Dressé le 3 aout 1982, à 9
heures, sur la déclaration de Gérard Chaudel, 49 ans, Directeur des Pompes
Funèbres, 7 rue de la Mairie qui, lecture faite et invité à lire l'acte, a
signé avec Nous, Marie Thérèse LE DAIN, Rédacteur à la Mairie de Quimper,
Officier de l'Etat civil par délégation.
Elle ira rejoindre les siens dans la tombe familiale de Concarneau où
ses enfants, petits-enfants, arrière-petits-enfants et aujourd’hui ses
AA-petits-enfants viennent lui rendre hommage.
Tombe familiale de Concarneau (29)
Source : Collection personnelle |
Ici s’achève le récit de la vie de Victoria.
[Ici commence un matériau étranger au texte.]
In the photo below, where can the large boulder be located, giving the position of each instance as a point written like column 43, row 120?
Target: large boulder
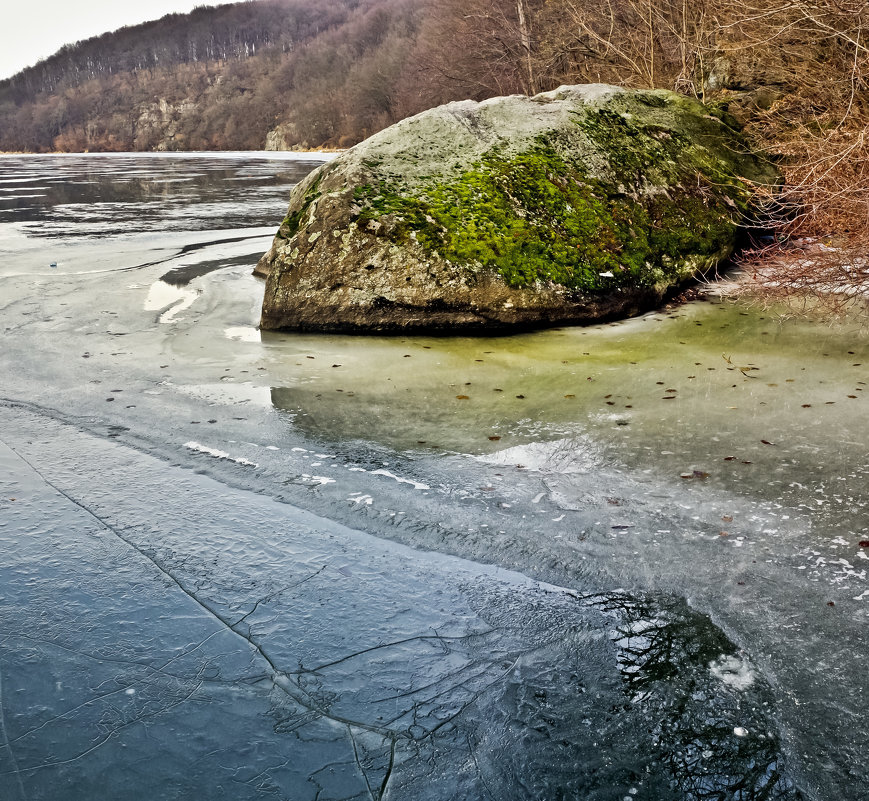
column 584, row 203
Certains auront pu peut-être appréhender la vie d’une institutrice du
Finistère au début du XXe siècle, pour d’autres celle d’une jeune veuve de
soldat de la Grande Guerre, pour d’autres encore la façon dont une jeune femme réussit
à divorcer en 1925.
Pour moi, ce généathème m’aura permis de rencontrer enfin mon
arrière-grand-mère.
Pour ceux qui le souhaitent, je vous invite à voir en ligne les
documents qui composent le dossier d’institutrice qui se trouve aux archives
départementales du Finistère (29).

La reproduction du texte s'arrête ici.